Григорий Бакланов – КАРПУХИН (страница 31)
А еще был у Иванниковых меньший сын, в школе учился. Так, бывало, Катя встретит его из школы, зазовет домой к себе, чтоб свекровь не знала. Поставит ему на стол что есть в доме лучшего, тот про свои дела рассказывает, про школьные, а она сядет напротив и смотрит на него. Он хотя лицом и не похож на Васю, все же брат, одна кровь. Ей и то приятно…
Так вот она отпоминала его, а весной приходит письмо от Василия. Мол, жив, нахожусь в госпитале, ждите вскоре домой. По этой войне ничего не удивительно. Другой и похоронен, а жив, на другого ни словечка, ни весточки. Поехала Катя встречать. Время весеннее, хотел председатель дать лошадь, да взять негде, хоть и случай такой: лошади в колхозе считанные были, как сев — приходилось коров припрягать. Уж на обратном пути я им встретилась. Идут наизволок, дождь как раз прошел, дорога размякла. Впереди Катя идет, в сапогах, через плечо перекинуты на ремне чемодан фанерный и вещевой мешок. Сзади Василий на двух костылях оскользается. «Катя, — говорит, — обожди. Дай я…»
А где уж ему. Она, конечно, успокаивает. Посмотрела я, как ремешок вдавился, и про себя подумала: «А ведь еще не так жизнь врежется в плечи. Как идете сейчас — так вам и по жизни идти придется. Выдержишь ли? Все-таки жена, не мать». Конечно, воевал он и офицером был на фронте, но специальности-то никакой у него нету, да еще без ноги. Как хлеб добывать? Хочешь, не хочешь — иди сторожем или на другую какую-нибудь стариковскую работу. Но Катя не позволила. «Он, — говорит, — за нас за всех жизни лишался, он самого лучшего достоин. Хотел до войны на агронома выучиться, и теперь так будет». Годы тогда были тяжелые, даже сейчас вспомнишь, и то раздумье берет. А то война, сколько разрушено, и на всех мущинских работах одни женщины. Но Катя ни с чем не считалась, у нее вся гордость в нем, чтоб он на агронома выучился. Бывало, посмотрю, как она его любит, а после ночь не могу спать. Вот, думаю, вернулся бы мой сыночек, тоже какая-нибудь женщина радовалась около…

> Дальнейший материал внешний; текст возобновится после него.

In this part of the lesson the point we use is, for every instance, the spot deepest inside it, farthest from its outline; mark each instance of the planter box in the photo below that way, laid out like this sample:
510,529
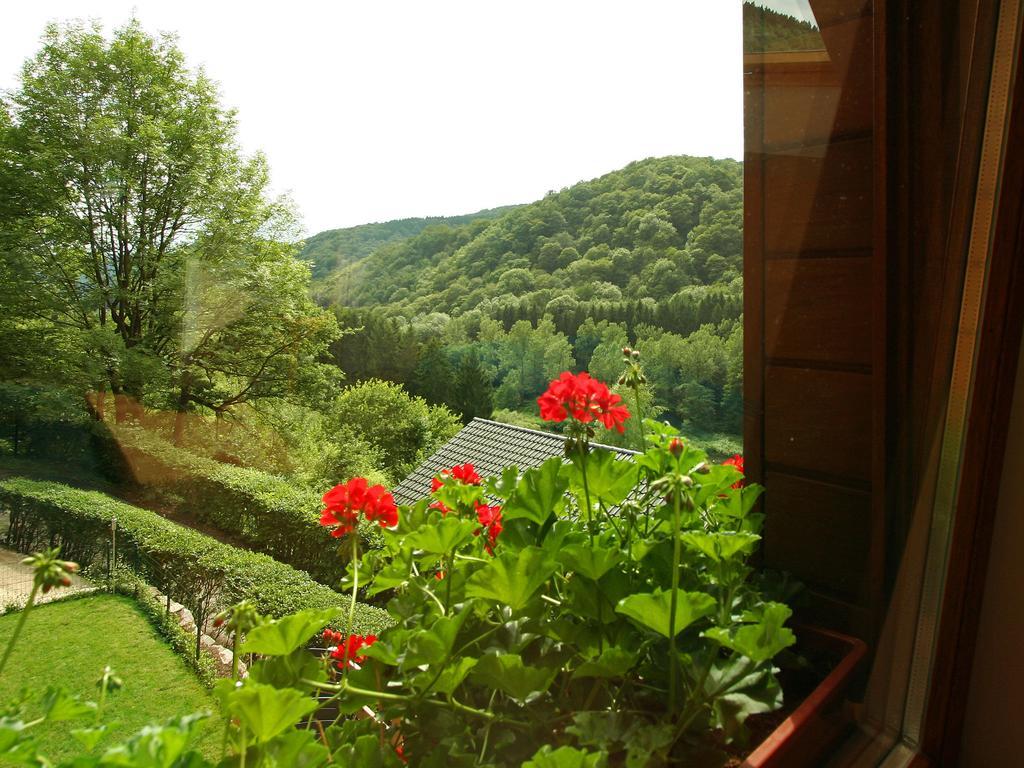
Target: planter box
815,726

Три года — это не один день. Их прожить надо. Василий с осени до весны в городе учится, а она и в поле и дома. Двух сыновей ему родила, воспитала почтительными. Это уж когда Василий стал в колхозе работать, по книгам доучивался — тут ей, правда, легче стало. Сейчас много народу приезжает к нам, расспрашивают про капусту нашу, кукурузой интересуются. А я все думаю: вот он, Катин праздник. Много тут ее бессонных трудов.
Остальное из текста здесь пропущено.